Sans oublier…1,3 milliard de Chinois, qui n’étaient que 700 millions quand Dutronc, en 66, chantait et moi et moi (soit un accroissement correspondant à 10 fois la population française, 2 fois celle des E U et  1,2 fois celle de l’Union Européenne).

   Délire de chiffres et chiffres en délire. Avant d’être submergé par le déluge aquatique que le réchauffement de la planète nous promet, nous sommes noyés par un déluge de chiffres. Et pour vraiment nous couper le souffle, ces chiffres doivent contenir le plus grand nombre de zéros possibles. Or justement, le mot chiffre vient du latin médiéval cifra, emprunté à l’arabe sifr qui est le zéro et signifiait originellement le vide. Par ailleurs, chiffrer un message c’est le coder de manière à le rendre illisible pour les non-initiés. Autrement dit vouloir représenter, voire expliquer, le réel en le chiffrant c’est le “vider” de son sens ou le rendre illisible, et, pour revenir au déluge, noyer le poisson.
   Si la raison, la chose du monde la mieux partagée disait l’autre, permet de comprendre le réel pour vivre sagement, il est raisonnable, donc sage, non de le chiffrer mais de le déchiffrer. Et, surtout, ne pas faire confiance à ceux qui sont obsédés par le cumul des zéros et ceux de leurs valets qui prétendent être initiés. Intéressant de noter que dans le domaine financier, déterminant dans notre société où tout est jaugé à sa rentabilité comptable, l’initié est celui qui triche.

   Il en va des lettres comme des chiffres. Le discours public est encombré de concepts qui en descendant de leurs domaines savants pour se mêler à la langue commune fait sombrer celle-ci dans la crypte médiatique, qui la transforme en langage communicationnel.
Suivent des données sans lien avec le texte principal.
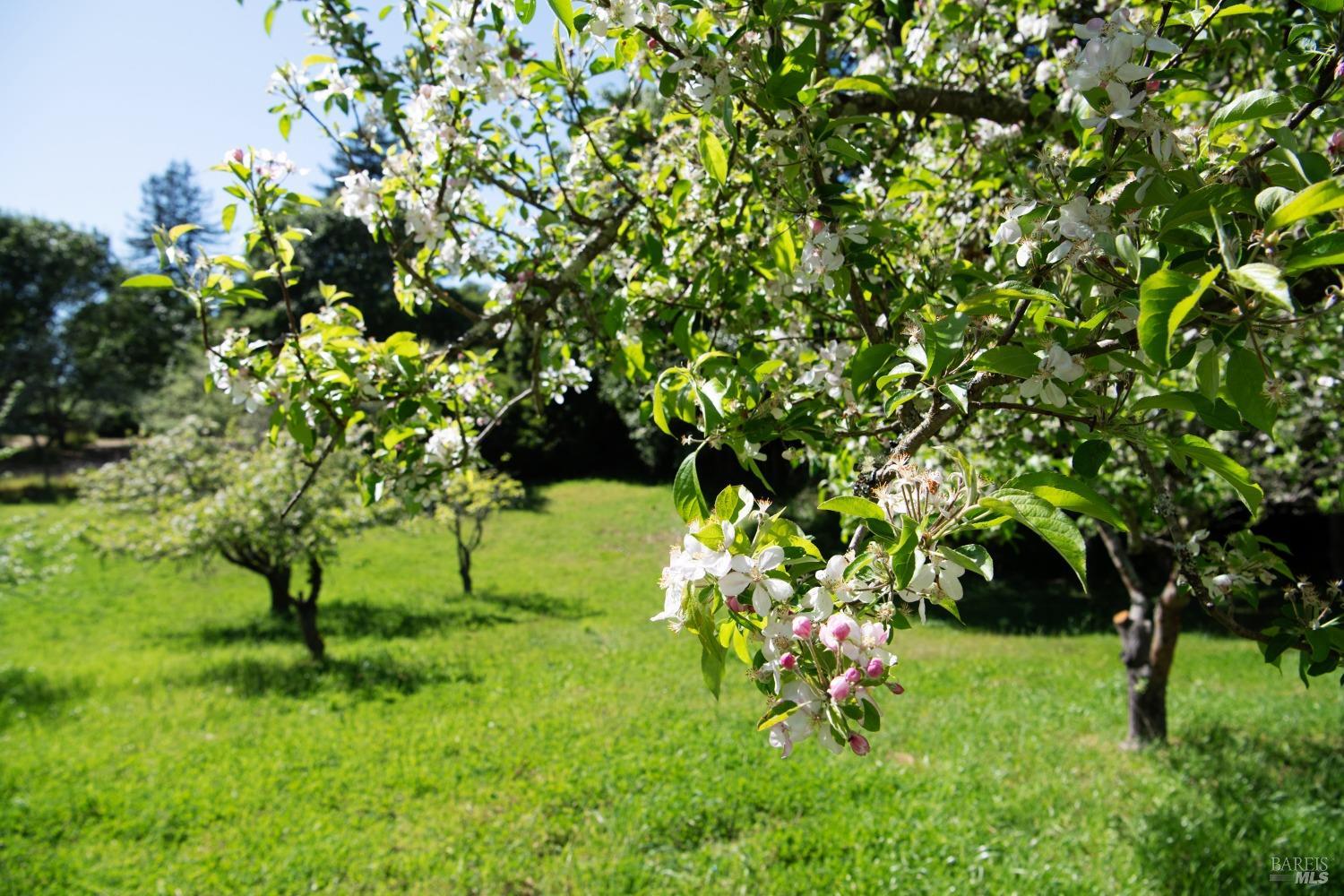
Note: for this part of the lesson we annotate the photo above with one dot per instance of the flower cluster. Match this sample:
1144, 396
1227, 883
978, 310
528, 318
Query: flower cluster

Ce langage cryptique (du Grec krupticos “propre à dissimuler”) est fourni par une partie du haut clergé technocratique, légitimant ainsi son pouvoir prétendument savant, et diffusé par le bas clergé médiatique, chargé de dire la messe dans ce nouveau latin, à la fois dévoyé et ésotérique.
   Là aussi, il nous faut décrypter ce discours, à la fois pour conserver la fonction savante des concepts et redonner vie à la langue commune, propre à la réflexion et au débat contradictoire entre citoyens, en opposition à la langue de masse, utilisée par les nouveaux bergers, chargés d’impressionner et de soumettre le troupeau de paroissiens.
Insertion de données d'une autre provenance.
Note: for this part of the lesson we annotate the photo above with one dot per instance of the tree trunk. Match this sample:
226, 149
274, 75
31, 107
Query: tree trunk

   A ce poids des mots s’ajoute le choc des images. Nous sommes saturés d’images. Iconographie omniprésente qui nous affecte (s’adresse à l’affect) par un savant mélange de frayeur et de culpabilité, pour ensuite nous consoler par la vulgarité  de divertissements censés être adaptés au goût du peuple, conçu, avec mépris, comme la populace.
   Pour ne plus être des spectateurs tétanisés, des pêcheurs repentants, des figurants abrutis et retrouver une image du monde compréhensible et une image de soi digne, il faut décoder cette iconographie fallacieuse.
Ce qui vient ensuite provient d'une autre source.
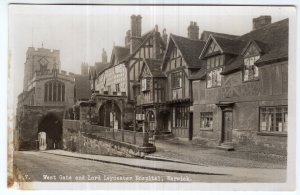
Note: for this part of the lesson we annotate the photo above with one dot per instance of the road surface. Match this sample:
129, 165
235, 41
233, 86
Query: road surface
37, 166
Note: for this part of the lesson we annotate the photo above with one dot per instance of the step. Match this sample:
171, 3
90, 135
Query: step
226, 147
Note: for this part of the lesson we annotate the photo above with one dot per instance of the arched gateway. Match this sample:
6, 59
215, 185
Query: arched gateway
52, 126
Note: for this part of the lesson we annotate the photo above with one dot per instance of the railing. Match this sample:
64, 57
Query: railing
131, 137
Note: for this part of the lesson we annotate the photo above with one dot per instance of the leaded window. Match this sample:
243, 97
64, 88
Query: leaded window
54, 91
274, 119
250, 70
206, 119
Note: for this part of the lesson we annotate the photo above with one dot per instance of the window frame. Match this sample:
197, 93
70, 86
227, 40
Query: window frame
214, 63
253, 65
274, 131
51, 89
202, 115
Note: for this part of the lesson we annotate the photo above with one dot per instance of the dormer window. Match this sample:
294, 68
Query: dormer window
214, 69
250, 70
251, 55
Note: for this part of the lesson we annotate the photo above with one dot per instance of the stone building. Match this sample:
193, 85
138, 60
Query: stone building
47, 92
240, 97
94, 71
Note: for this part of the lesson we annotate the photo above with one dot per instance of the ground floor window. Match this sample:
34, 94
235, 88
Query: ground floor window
273, 119
180, 116
206, 120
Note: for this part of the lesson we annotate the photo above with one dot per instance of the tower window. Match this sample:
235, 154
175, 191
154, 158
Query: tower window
54, 91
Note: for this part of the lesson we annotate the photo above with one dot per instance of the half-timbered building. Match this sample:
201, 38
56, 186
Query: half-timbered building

  Dans une subtile sophistication, les instruments du Pouvoir ne sont plus prioritairement politiques et militaires mais financiers et culturels. Acheter la presse, les politiques, les clercs et rendre “les cerveaux disponibles”, selon la fameuse formule de Le Lay, est la nouvelle stratégie de domination soft. La corruption au plus au haut niveau de l’Etat, la prise en main systématique des médias, la mise au pas idéologique de l’école et l’abrutissement par le sport spectacle et les jeux en témoignent.

  La submersion chiffrée, le cryptage du discours et la manipulation des images anesthésient, paralysent et dévoient la pensée et l’action, tout en favorisant des réactions inquiétantes, voir l’irrésistible ascension des extrêmes droites dans tout le monde occidental.  
   Le déchiffrage, le décryptage et le décodage évoqués précédemment ne sont donc pas des exercices purement spéculatifs mais bien des actes militants, non exclusifs mais prioritaires, pour combattre l’ennemi sur son propre terrain.